# Gaussian Process predict over trace

#1

Hi everyone,

I’d like to integrate a function, a, of the predicted mean (μ(x)) and standard deviation (σ(x)) over the inferred model parameters in a Gaussian Process model in PyMC3.

If θ are the collected parameters of the GP model (e.g. noise, length scales etc. of the covariance function) then I want:

a(μ(x),σ(x))=∫dθa(μ(x),σ(x);θ)

My model is specified and conditioned like this:

with pm.Model() as model:
l = pm.Gamma("l", alpha=2, beta=1)
eta = pm.HalfCauchy("eta", beta=5)

cov = eta**2 * pm.gp.cov.Matern52(1, l)
gp = pm.gp.Marginal(cov_func=cov)

sigma = pm.HalfCauchy("sigma", beta=5)
y_ = gp.marginal_likelihood("y", X=x, y=y, noise=sigma)

trace = pm.sample(1000)


I can predict a mean and standard devation over a single point in the trace:

mu, var = gp.predict(X=Xnew, point=trace[42])


and then calculate my function:

a = my_func(mu, var)


To average over the trace I’m doing this:

for i in range(len(trace)):
mu, var = gp.predict(X=Xnew, point=trace[i])
a[:, i] = my_func(mu, var)
integrated_a = a.mean(axis=1)


But it’s very, very slow. Is there a neat / faster way of doing this? A general strategy would be really helpful. I’m not an expert in Theano but willing to learn.

#2

To do exactly this, no it’s not possible, primarily because theano doesn’t seem to support a cholesky decompositon over n-dimensional arrays, so that the covariance matrices can be stacked. To integrate out \theta, can you use sample_ppc?

#3

Thanks for your reply. I thought of using sample_ppc, something like:

with model_sample:
f = gp.conditional('f', Xnew)
pred_samples = pm.sample_ppc(trace, vars=[mean(f), diag_cov(f)], samples=2000)

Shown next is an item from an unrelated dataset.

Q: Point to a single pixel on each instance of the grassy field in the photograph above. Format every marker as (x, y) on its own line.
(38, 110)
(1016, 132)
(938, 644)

where mean(f) and diag_cov(f) would be the mean vector and diagonal of the covariance matrix of the random variable f. I just don’t know how to properly specify mean(f) and diag_cov(f).

EDIT: OK, I guess what you’re saying applies here too, so you can’t put something like diag_cov(f) into sample_ppc. Damn.